Friday, February 02, 2007

Viacom: Hey YouTube, Take Down Those 100,000 Videos of Ours You're Using!

The folks at YouTube may be quite busy if Viacom Inc. is serious about ordering the video-sharing site to remove all Viacom content. Viacom estimates that approximately 100,000 clips from its programs are on YouTube, and the most-viewed clips are snippets from Jon Stewart's hip and happening Comedy Central program "The Daily Show". YouTube contains video content of all kinds that his uploaded by its users, from homemade band demos to TV show exerpts and commercials, and mash-ups of songs accompanying film clips.

Media watchers have speculated that Viacom's order is just a negotiating tactic to help further a deal with YouTube regarding payment for video content. Viacom wants to be paid for including the media giant's content on YouTube. The Wall Street Journal reports that while Viacom had previously allowed short clips to be included on YouTube. But it had asked YouTube to take down full episodes of TV shows that appeared on the video site.
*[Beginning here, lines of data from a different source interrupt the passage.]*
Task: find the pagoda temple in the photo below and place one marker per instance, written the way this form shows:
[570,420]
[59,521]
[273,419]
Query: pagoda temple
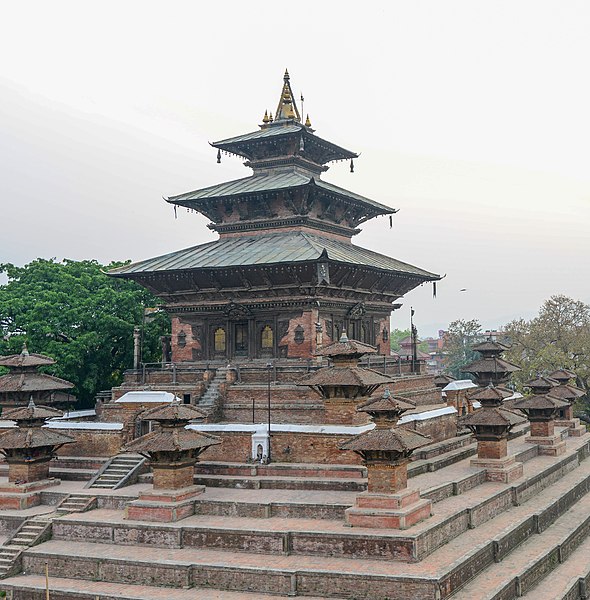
[491,368]
[284,273]
[24,382]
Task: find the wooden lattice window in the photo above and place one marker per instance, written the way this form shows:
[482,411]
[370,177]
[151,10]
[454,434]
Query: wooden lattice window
[299,336]
[267,338]
[219,339]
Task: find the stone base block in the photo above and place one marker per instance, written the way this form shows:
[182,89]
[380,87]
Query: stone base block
[549,446]
[504,470]
[164,506]
[19,501]
[33,486]
[400,499]
[388,511]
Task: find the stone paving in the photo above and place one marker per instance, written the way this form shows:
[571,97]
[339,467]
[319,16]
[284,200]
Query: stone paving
[497,518]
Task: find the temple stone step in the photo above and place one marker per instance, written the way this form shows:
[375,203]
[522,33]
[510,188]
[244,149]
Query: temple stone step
[569,579]
[34,588]
[529,565]
[282,470]
[290,483]
[484,519]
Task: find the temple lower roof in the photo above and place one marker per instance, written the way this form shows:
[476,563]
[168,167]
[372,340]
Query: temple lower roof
[268,249]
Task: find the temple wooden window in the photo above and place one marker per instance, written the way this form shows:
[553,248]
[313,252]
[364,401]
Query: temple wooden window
[267,338]
[241,338]
[219,339]
[299,337]
[181,339]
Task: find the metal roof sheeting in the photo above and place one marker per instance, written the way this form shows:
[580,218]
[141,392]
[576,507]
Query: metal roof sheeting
[268,249]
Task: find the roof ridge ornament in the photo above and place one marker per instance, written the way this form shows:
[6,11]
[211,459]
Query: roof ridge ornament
[287,109]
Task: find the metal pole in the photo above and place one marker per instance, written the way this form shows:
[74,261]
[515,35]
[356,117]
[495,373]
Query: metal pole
[46,581]
[269,367]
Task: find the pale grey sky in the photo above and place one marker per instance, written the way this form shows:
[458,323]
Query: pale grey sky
[471,117]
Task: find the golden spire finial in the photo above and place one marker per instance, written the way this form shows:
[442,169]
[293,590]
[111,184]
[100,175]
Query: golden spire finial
[287,109]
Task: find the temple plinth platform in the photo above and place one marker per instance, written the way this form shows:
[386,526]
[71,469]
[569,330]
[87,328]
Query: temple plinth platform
[164,506]
[550,445]
[20,496]
[574,426]
[388,511]
[504,470]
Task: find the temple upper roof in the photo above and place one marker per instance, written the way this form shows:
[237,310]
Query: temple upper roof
[274,137]
[287,160]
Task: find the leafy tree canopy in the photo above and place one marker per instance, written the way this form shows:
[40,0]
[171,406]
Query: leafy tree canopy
[460,336]
[558,337]
[84,319]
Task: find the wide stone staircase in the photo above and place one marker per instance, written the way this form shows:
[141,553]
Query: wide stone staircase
[209,399]
[485,540]
[121,470]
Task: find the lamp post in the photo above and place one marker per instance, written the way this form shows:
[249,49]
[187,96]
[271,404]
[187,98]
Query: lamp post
[269,369]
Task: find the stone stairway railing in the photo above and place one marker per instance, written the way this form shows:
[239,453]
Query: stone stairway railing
[32,532]
[76,503]
[121,470]
[211,394]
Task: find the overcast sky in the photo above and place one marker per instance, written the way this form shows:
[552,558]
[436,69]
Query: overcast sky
[471,117]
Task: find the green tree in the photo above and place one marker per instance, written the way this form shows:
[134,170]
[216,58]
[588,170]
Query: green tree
[396,336]
[558,337]
[81,317]
[460,336]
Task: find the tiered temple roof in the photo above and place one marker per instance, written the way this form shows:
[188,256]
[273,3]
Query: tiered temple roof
[491,367]
[284,247]
[172,436]
[25,381]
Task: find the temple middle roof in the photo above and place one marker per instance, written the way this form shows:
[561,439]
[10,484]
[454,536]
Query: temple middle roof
[280,180]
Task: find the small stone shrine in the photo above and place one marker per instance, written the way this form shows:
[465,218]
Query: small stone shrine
[172,451]
[25,382]
[28,449]
[570,393]
[442,380]
[491,425]
[541,410]
[386,451]
[344,383]
[491,367]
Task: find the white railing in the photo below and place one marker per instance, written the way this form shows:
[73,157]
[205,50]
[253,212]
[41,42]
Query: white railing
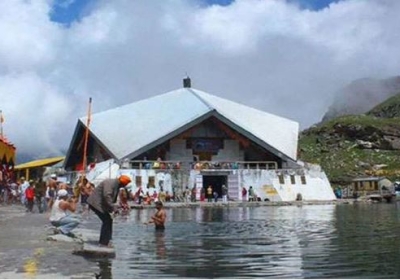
[199,165]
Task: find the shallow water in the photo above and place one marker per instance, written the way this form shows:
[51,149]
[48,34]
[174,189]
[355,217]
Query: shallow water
[313,241]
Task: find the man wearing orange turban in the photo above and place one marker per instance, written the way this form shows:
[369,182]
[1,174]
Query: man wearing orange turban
[102,201]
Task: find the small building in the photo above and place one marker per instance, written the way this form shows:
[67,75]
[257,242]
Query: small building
[374,188]
[189,138]
[35,169]
[7,158]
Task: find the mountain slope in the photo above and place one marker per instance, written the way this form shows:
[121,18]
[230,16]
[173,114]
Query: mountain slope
[356,145]
[361,96]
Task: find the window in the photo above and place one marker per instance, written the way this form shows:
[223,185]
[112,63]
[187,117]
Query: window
[281,179]
[151,182]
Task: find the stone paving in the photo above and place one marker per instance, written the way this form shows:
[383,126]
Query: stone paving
[27,251]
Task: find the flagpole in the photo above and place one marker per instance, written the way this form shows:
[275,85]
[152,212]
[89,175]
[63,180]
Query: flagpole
[84,163]
[1,124]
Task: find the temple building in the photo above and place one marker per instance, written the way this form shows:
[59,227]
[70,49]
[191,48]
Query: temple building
[188,138]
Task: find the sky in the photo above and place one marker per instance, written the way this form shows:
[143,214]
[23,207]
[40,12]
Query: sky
[285,57]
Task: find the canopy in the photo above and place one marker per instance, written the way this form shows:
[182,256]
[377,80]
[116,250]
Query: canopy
[39,162]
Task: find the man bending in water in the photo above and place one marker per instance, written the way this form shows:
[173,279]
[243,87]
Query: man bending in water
[158,219]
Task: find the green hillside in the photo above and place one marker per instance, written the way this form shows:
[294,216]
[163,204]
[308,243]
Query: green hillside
[360,145]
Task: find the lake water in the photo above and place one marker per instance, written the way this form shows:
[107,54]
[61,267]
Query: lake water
[313,241]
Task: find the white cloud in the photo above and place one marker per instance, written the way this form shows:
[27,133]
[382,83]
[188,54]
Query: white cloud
[267,54]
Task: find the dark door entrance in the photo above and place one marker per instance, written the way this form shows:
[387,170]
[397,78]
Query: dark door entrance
[216,181]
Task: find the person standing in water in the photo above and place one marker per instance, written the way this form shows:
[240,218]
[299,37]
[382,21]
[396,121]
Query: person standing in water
[158,219]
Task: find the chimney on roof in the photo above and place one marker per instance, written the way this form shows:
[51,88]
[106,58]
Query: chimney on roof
[187,83]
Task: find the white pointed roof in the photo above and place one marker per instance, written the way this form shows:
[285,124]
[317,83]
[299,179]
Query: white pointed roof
[128,129]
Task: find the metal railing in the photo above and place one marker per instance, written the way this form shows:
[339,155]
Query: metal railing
[199,165]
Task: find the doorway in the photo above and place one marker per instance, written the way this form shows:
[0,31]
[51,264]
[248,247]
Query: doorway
[216,181]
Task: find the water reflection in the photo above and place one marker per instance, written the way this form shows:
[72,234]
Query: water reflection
[105,271]
[320,241]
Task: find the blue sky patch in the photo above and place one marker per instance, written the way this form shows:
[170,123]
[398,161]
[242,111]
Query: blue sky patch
[68,11]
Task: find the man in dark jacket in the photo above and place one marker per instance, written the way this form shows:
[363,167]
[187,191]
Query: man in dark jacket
[102,201]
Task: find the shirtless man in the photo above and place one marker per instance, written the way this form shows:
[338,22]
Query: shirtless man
[158,219]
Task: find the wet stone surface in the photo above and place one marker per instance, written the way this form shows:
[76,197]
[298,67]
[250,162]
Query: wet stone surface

Viacom and YouTube had been trying for months to reach a distribution agreement but talks had failed. The Journal reported that "Viacom executives said privately they had determined that the marketing boost they once believed YouTube provided them has proved to be a mirage."

YouTube's CEO refuted this, however, noting in an interview with the Journal that other media companies such as NBS and CBS had reached partnership agreements with YouTube.

"Viacom claims that the roughly 100,000 clips it ordered removed accounted for 1.2 billion video streams," the Journal said. "Viacom also has provided YouTube with a list of all of its programs and ordered the Web concern to keep Viacom content off the site in the future."

When Google bought YouTube last year a big question mark was what the popular site would do about its huge catalog of work that violated copyright laws in some form or another.

This may be a battle between old media and new media, or just a negotiating ploy. We'll all have to see what the next move is, and that will probably come from somebody's legal team.